I don't know about you, but I always picture the monumental moments in my life and they never end up the way I imagine. There is always that little snag in the situation that reminds me this isn't heaven and things won't always go as planned. For instance....it's the night before my graduation and I have MAJOR shin splints! Like, very painful, every step is a job well done type of thing. When I imagined this day, I did not dream that I would be in pain from shin splints and half my face sunburned from practice. But the thing is...that's the way life is. I decided to sprint up a large hill two days before graduation and I'm paying the price! Once again, the quest to do something to stay in shape has bit me right in the behind!!! Either way, I'll do it again, because that's life, too.

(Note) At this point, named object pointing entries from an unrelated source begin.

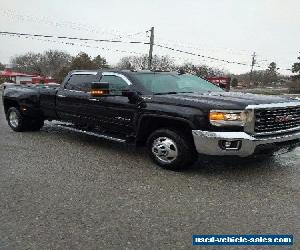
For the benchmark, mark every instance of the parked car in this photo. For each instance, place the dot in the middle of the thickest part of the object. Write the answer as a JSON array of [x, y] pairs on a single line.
[[178, 116]]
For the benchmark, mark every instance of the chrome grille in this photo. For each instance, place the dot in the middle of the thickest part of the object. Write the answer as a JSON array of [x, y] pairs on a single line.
[[274, 119]]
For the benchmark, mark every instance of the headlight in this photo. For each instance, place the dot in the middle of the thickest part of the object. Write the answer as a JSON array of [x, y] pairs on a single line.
[[227, 117]]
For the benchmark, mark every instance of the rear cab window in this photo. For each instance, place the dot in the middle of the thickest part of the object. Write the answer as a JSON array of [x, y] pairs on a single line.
[[81, 82]]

Not only do I have shin splints, but I also had a terrifying experience at the county jail and figured out that I had lost my drivers license in front of the po. I was at the county jail because my licensure was having a rough time coming through and the big long saga continues. I had to run to the revenue office and pay for a new drivers license and I'm still really confused where mine is. But here's the deal....all of this could really annoy me, or I could just roll with the punches and stay happy regardless. I decided not to get frustrated about any of it and it was a very freeing experience. I have a realistic view on life that makes these little things not surprising to me at all.

Some girls sit around and day dream about their future love story or kids in their spare time. I do that sometimes I will admit, but there's always little snags involved. I imagine my wedding day and I've got this enormous wedgie that I can't do anything about because the congregation is watching the most romantic moment of my life! You know why I dream like that? Because THAT'S LIFE! Find one bride who isn't super stressed about her wedding and I'll find you three flying pigs! I mean, Molly got her wedding dress run over by a car and you wouldn't know that from the pictures! Pictures are so misleading sometimes. You find that smiling mother with her new baby in a photo looking like life is perfect and ask her if she put her hand on her belly with a pleasant smile for nine months strait! I will bet you all the money in the world that's not how it went. Why we all pretend like life doesn't have it's snags is beyond me. Just wait till I get married and have kids you will hear the TRUTH. You'll feel so much better about your life and realize you're quite normal.

The truth is...I am going to graduate with the worst shin splints of my entire life in heels that take the skin off my little pinky toe with my license hanging in the balance over finger prints. But you know what? That's okay! Because it's my graduation day and if it comes with excruciating pain, then so be it. I'm happy and it's going to be a great day, snags and all. My fingerprints may not go through again and I might be stuck at the creepy jail with no handsanitizer for days, but I won't sweat it! Cause that's life here on earth and we better make friends with it. Our perfection and deepest desires will be fulfilled in eternity, and that to me is enough to be joyful in anything that life here brings.